Je ricane à mon tour en me retournant vers lui.
— Ah oui, vraiment ? Lesquels ? Attends, laisse-moi deviner... L'abruti ? Ou bien l'enfoiré ? Non, mieux : le trouillard. Des adjectifs crées exprès pour toi, sacré veinard.
Je soutiens son regard sans peine, nullement apeurée par ses vingt centimètres de plus.
— Dis-moi la motarde, t'as un complexe de supériorité ?
Malgré mon regard noir, le sourire que cet abruti arbore reste entier, et je dirais même qu'il s'agrandit fièrement.
— Parce qu'à en juger par ta dévalorisation de ma personne, ça m'en a tout l'air.
Je reste sans voix tandis qu'il passe à mes côtés pour rejoindre ma grand-mère, sans se soucier davantage de ma personne.
Mon petit doigt me dit que cet enfoiré ne fera pas long feu ici. Parce que je vais prouver à ma grand-mère qu'il n'est pas digne de confiance, ainsi son départ se fera aussi vite que son arrivée.
Je décide finalement d'abandonner ma grand-mère au bras de son aide à domicile pour calmer mes nerfs et m'aérer l'esprit hors de la maison. Le magnifique soleil corse me rend ma bonne humeur une fois les rues pleinement dégagées, et mes pensées se dirigent vers lui. Lucas. J'ai hâte de reprendre mes longues journées de balade en sa compagnie. Pour ça, faudrait-il déjà qu'il sache que j'ai posé les pieds à Ajaccio depuis trois jours.
Je retarde sans cesse le moment fatidique. Pour la simple et bonne raison que j'angoisse à l'idée de revoir sa bouille.

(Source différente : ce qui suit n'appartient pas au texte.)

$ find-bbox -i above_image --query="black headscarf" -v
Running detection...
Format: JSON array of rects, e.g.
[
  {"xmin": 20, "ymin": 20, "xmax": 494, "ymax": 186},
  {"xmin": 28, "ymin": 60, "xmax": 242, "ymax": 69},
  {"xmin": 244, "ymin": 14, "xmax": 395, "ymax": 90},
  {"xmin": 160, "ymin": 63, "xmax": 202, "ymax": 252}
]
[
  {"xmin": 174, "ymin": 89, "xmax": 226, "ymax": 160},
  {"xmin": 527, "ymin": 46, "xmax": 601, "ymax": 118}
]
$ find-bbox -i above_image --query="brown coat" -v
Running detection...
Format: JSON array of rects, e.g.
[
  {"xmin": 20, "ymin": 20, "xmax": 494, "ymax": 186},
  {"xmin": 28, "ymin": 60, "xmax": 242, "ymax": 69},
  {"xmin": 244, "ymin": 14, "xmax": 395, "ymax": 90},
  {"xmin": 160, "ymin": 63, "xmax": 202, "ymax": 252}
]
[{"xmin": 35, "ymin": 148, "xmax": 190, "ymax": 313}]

Le dernier jour de mes vacances, Lucas m'a accompagnée à l'aéroport. Et je me souviens encore de ses douces lèvres scellées aux miennes avant mon embarcation. Ce baiser dont je rêvais tant depuis deux ans me semblait irréel ; je ne croyais pas que ce garçon puisse partager les mêmes sentiments que moi. Puis nous n'avons jamais abordé le sujet, quand bien même nous n'avons jamais cessé de nous parler sur les réseaux.
En quittant Paris il y a trois jours, j'étais heureuse et prête à courir jusqu'à chez lui pour l'enlacer. Cependant, je me suis très vite dégonflée, la peur ayant très rapidement pris le dessus.

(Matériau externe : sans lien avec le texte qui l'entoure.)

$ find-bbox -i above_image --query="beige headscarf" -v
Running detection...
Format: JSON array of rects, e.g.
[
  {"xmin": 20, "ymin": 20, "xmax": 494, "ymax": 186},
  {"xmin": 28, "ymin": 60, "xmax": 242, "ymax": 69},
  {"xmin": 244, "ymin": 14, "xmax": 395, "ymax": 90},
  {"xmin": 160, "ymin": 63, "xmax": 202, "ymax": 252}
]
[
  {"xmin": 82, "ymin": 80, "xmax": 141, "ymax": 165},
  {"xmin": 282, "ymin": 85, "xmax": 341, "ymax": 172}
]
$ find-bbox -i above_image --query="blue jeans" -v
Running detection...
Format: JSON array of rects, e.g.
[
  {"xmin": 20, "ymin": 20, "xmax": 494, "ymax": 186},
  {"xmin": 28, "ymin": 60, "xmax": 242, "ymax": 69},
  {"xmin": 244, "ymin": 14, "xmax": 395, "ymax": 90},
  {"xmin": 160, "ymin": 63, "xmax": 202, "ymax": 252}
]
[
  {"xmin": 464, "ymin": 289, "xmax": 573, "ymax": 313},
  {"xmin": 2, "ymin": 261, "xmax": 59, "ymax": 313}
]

Je me doute bien que je ne pourrais pas retarder éternellement nos retrouvailles, mais le plus tard sera le mieux. J'ai encore besoin de temps pour me préparer et affronter tous les scénarios possibles de notre rencontre. Je préfère de loin être surprise que déçue.

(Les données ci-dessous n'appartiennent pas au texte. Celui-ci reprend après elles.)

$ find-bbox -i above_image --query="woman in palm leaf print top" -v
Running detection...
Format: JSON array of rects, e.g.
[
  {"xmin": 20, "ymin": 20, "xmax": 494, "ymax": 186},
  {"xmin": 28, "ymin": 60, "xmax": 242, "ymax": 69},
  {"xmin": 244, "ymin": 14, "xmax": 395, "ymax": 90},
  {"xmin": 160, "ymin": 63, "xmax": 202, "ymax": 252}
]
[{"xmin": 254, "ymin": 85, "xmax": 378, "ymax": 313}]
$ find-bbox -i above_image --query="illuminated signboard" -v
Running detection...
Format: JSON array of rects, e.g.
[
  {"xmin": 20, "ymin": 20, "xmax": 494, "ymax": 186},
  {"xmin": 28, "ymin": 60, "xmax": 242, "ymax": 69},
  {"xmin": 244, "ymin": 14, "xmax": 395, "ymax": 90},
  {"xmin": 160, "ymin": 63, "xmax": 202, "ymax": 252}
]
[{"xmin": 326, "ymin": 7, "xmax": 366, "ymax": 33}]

Me balader à Ajaccio m'a manqué et je remarque que ce mois de juillet s'annonce des plus festifs à la vue de toutes les affiches que je vois placardées sur chaque mur de chaque quartier dans lequel je me promène. Je ne rate la lecture d'aucune d'entre elles puis prends en photo chaque évènement qui m'intéresse – c'est-à-dire une bonne partie – afin de ne pas les oublier dans les prochains jours. Moi et ma mémoire de poisson rouge sommes très loin de former le meilleur duo que ce monde ait porté.
J'adore ça, la fête : tout le monde décide, à un moment de leur journée, de se réunir à un même endroit pour danser, chanter voire crier et je trouve cela tout simplement fascinant. Les gens partagent un but commun le temps d'une soirée : celui d'oublier les tracas de leur quotidien et de profiter de l'instant présent, sans se soucier du lendemain.
Rencontrer de nouvelles personnes, se laisser transporter par la musique, danser avec des inconnus qui décident de partager quelques minutes de leur vie en ta compagnie. Quelle bouffée d'oxygène ! La vie nous paraît un temps soit peu plus belle et c'est un sentiment appréciable dû à la simplicité de cette activité.
Pourtant, ce genre d'évènements était impensable pour la petite stressée que j'étais il y a deux ans. Les fêtes imposent une certaine sociabilité et être entourée – voire parfois collée – à des inconnus m'était plus qu'angoissant. Et je ne remercierai jamais assez Lucas de m'avoir débloquée cette peur lors de mon premier été. Ah, Lucas...
Tout me ramène à lui. Cette ville. Mes pensées. Mes sentiments. Il est grand temps de crever l'abcès pour jouir pleinement de mes vacances d'été en sa compagnie, tel en est mon désir.